Snowden has document to enter Russia — report

MOSCOW: National Security Agency leaker Edward Snowden was given a document on Wednesday that allows him to leave the transit zone of a Moscow airport and enter Russia, a state news agency said.
The American applied for temporary asylum in Russia last week after his attempts to leave the airport and fly out of Russia were thwarted.

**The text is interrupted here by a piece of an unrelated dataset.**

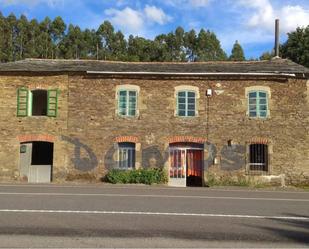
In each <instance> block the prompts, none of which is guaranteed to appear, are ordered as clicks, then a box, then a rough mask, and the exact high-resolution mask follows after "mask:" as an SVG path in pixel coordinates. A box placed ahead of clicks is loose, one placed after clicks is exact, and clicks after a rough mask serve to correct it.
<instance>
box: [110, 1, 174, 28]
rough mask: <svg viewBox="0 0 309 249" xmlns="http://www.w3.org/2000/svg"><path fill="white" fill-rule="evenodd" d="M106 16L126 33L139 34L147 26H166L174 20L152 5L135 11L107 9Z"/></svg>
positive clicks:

The United States wants him sent home to face prosecution for espionage.
A lawyer advising Snowden, however, said his client's asylum status has not been resolved and that he is going to stay at the Moscow airport for now.
Anatoly Kucherena, who was visiting the American at Moscow’s Sheremetyevo airport on Wednesday, said that migration officials are still looking at this asylum request and that this process had been drawn out.
Kucherena said that Snowden is staying in the transit zone “for now” and “intends to stay in Russia, study Russian culture.”
The lawyer did not immediately comment on a Russian news report that said Snowden had received a document earlier Wednesday allowing him to enter Russia from the airport.
Snowden, who revealed details of the NSA’s wide-ranging spying activities targeting data and phone communication, is believed to have been staying at the transit zone of Sheremetyevo airport since June 23, when he arrived on a flight from Hong Kong.
Russia’s RIA Novosti news agency quoted an unidentified security official as saying that Snowden was given the document Wednesday, allowing him to formally enter Russia.
President Vladimir Putin has said that Snowden can be granted asylum in Russia only if he stops leaking NSA secrets.
A spokeswoman for Russia’s Federal Migration Service told The Associated Press on Wednesday that it had no information about the status of Snowden’s application for asylum.
Granting Snowden asylum would add new tensions to US-Russian relations already strained by Washington’s criticism of Russia’s pressure on opposition groups, Moscow’s suspicion of US missile-defense plans in Europe, and Russia’s resistance to proposed sanctions against the regime of Syrian President Bashar Assad.